International Journal of Mobile Computing and Multimedia Communications ◽

10.4018/jmcmc.2013070102 ◽

2013 ◽

Vol 5 (3) ◽

pp. 19-33

Author(s):

H. H. Triharminto ◽

A.S. Prabuwono ◽

T. B. Adji ◽

N. A. Setiawan

Keyword(s):

Path Planning ◽

Dynamic Condition ◽

Cylindrical Shape ◽

Moving Target ◽

C Language ◽

Dynamic Path Planning ◽

Planning Algorithm ◽

Aerial Vehicle ◽

Dynamic Path ◽

Path Planning Algorithm

Most of the 3D curve path planning is used to build static path planning. For intercepting of a moving target, the path planning has to be set in a dynamic condition. L+Dumo algorithm which is based on curve is used to intercept a moving target. In the real situations, the Unmanned Aerial Vehicle (UAV) has possibility to intercept a moving target from all direction. It is assumed that environment of the UAV is in 3D Euclidean Space.
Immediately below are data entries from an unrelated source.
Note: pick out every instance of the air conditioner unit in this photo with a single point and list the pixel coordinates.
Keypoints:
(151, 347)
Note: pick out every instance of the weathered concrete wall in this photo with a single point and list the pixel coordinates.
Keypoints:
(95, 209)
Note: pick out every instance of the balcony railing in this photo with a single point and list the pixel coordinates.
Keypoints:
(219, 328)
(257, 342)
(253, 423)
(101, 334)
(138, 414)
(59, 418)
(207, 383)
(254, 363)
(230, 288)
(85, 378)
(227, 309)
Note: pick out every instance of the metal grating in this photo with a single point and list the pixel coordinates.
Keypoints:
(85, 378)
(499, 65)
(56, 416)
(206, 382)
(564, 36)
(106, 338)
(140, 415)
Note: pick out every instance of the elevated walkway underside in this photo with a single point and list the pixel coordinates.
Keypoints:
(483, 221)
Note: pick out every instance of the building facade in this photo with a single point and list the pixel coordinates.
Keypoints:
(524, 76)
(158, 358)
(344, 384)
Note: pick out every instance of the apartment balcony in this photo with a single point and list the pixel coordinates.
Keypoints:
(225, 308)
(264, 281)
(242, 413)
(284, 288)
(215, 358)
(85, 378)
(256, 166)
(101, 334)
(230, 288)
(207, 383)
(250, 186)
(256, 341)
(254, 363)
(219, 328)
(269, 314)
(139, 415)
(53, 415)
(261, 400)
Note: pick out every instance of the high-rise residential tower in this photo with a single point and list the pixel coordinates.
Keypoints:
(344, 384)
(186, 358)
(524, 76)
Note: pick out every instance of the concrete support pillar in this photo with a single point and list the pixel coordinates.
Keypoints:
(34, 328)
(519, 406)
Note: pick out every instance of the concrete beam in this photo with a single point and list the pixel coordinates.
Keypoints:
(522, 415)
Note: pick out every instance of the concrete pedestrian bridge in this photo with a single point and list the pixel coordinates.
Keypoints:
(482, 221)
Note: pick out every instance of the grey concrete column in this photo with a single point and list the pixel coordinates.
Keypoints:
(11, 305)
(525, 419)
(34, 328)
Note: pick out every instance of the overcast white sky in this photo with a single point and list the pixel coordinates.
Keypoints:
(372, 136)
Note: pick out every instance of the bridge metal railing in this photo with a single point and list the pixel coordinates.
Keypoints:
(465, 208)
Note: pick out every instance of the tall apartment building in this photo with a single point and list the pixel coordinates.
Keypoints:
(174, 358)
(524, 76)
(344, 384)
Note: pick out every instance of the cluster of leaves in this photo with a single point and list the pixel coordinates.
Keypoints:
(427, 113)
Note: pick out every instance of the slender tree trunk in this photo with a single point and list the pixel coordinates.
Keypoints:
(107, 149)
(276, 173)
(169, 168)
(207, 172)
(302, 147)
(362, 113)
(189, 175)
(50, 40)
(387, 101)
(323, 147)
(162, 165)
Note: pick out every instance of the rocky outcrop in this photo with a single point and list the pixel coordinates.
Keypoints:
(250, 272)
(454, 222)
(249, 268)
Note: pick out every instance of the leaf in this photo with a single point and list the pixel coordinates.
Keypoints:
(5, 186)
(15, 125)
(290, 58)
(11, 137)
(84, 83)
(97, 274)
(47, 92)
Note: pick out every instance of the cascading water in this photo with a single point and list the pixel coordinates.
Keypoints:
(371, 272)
It means that the UAV has to adapt for all quadrants for interception of a moving target. This research develops a path planning algorithm which enhances the previous L+Dumo algorithm to encounter the possibility quadrants. The enhancement would be simulated in C++ language to determine the accuracy of the algorithm. The simulation is conducted using one UAV and one moving target with random obstacles of cylindrical shape in between both objects. The result shows that the system accuracy is 81.0876%, a level which is able to encounter all possibility quadrants.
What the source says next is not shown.